While his TUC counterpart noted that they had the believe that mutual trust would be restored between the state organized labour and government.
Olakanmi said that the agreement was reached among the officials of the state government and representatives of state labour unions and the national leadership.
The state chairman of JNC, said that the meeting agreed that the strike action be suspended and no worker will be victimised on account of the strike.
It was also agreed on immediate offset of one year arrears of check-off dues and immediate release of 2015 promotion result.

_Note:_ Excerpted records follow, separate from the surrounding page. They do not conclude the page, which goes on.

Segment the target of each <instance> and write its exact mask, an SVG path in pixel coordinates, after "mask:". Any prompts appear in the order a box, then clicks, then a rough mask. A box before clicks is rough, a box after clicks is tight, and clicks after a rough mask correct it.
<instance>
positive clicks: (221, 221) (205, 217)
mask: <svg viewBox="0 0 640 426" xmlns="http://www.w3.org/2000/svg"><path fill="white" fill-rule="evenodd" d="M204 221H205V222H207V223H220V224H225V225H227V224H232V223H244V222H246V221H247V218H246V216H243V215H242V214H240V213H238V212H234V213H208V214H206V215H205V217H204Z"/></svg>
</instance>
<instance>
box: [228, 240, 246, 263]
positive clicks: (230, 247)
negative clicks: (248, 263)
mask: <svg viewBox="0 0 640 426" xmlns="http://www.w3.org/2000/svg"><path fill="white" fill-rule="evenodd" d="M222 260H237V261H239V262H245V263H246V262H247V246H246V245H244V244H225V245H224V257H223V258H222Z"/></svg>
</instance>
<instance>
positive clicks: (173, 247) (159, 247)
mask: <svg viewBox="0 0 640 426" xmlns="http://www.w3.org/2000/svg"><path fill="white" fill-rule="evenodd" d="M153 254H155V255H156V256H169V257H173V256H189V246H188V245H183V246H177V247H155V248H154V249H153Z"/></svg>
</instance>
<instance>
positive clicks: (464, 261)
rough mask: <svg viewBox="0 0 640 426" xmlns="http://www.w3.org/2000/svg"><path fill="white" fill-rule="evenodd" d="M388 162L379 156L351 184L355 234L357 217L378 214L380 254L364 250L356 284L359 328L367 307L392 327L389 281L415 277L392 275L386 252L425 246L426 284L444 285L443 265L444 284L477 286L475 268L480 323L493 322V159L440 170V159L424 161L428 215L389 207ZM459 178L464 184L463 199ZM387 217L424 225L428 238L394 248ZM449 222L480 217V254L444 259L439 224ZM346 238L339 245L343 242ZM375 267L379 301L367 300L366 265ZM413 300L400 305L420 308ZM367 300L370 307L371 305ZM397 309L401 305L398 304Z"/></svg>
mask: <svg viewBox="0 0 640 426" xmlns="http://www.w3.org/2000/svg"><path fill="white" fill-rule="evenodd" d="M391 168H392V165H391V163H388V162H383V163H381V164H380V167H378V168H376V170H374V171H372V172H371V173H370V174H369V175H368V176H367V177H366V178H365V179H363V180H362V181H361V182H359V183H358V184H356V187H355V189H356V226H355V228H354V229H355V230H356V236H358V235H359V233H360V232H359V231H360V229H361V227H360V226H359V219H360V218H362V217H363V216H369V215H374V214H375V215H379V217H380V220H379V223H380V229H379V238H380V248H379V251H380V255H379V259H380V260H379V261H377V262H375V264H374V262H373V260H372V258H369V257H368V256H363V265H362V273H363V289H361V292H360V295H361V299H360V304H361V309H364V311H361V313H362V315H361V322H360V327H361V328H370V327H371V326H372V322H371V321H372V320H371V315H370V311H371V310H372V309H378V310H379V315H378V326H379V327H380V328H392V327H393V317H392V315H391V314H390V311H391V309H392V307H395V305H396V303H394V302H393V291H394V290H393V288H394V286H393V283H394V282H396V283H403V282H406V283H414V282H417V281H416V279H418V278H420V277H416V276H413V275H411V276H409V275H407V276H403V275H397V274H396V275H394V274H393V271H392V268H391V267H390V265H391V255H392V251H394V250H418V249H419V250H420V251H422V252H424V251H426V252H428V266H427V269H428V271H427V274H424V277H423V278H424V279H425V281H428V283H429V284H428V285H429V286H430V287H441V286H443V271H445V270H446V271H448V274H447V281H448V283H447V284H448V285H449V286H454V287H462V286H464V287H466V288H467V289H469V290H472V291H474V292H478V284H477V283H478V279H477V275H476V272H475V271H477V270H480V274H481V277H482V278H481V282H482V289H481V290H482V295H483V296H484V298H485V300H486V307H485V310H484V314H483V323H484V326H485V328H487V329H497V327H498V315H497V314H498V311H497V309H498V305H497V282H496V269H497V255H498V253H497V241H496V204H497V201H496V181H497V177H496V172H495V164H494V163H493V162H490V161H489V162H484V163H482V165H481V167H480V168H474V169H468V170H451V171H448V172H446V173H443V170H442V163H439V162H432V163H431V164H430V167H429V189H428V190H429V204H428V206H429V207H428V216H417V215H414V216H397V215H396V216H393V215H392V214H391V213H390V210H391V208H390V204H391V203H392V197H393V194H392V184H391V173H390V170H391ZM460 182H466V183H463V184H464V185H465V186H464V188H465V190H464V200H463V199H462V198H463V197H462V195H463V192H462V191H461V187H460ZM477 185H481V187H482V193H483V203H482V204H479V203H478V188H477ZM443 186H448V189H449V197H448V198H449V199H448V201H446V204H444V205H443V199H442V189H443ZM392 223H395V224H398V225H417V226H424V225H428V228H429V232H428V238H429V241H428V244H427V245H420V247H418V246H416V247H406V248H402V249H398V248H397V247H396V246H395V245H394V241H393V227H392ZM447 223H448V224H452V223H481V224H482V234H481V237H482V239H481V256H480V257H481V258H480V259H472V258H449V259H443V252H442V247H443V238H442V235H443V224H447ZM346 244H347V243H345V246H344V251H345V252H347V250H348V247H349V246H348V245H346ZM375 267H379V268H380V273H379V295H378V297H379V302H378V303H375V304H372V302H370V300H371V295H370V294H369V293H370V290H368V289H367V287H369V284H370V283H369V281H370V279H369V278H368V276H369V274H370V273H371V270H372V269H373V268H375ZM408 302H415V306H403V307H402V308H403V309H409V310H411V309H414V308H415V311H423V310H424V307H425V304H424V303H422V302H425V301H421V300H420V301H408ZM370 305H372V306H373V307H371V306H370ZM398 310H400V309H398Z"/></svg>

The MoU partly read, “That the state government should pay global deductions with November 2016 salary and release global deductions every 90 days and as soon as bullet payment is received from the Federal Government and the state revenue improves, outstanding deduction shall be paid on or before May, 2017.
“Outstanding gratuities to be offset with N200million every other month effective from November, 2016.
“A Joint Committee for both government and labour should be set up to look at issues of the Contributory Pension Scheme and submit the report to the government within 90 days.
“A Joint Committee on both government and labour should be set up to look into the issues of the officers that have completed loan payments and whose money are still being deducted. Also officers that have completed loan repayment should be allowed to exit from the cooperative societies.
“Towards promoting industrial harmony, there should be instituted a quarterly meeting between the government and labour.”
The governor in his brief remarked lamented that the strike, no doubt, cost the state fortune, adding that no government in the history of the state had massage the ego of civil servants in the state.
He described civil servants in the state as the best in the federation, however, we should not mix civil service with politics.
Amosun added, ” I think lesson have been learnt. We are not all that was written in the papers. Attention has been drawn to us for wrongly for wrong reasons. I apologized to the good people of Ogun State and Nigeria in general.
“No governor dead or alive have actually massage the ego of civil servants in Ogun State. We will continue to embrace them. All of the issues on my honour, we will keep to it. We will continue to do that. We have shown them our books. The present situation is not our creation.
“We should not mix civil service with politics and that was where I got infuriated and still do.”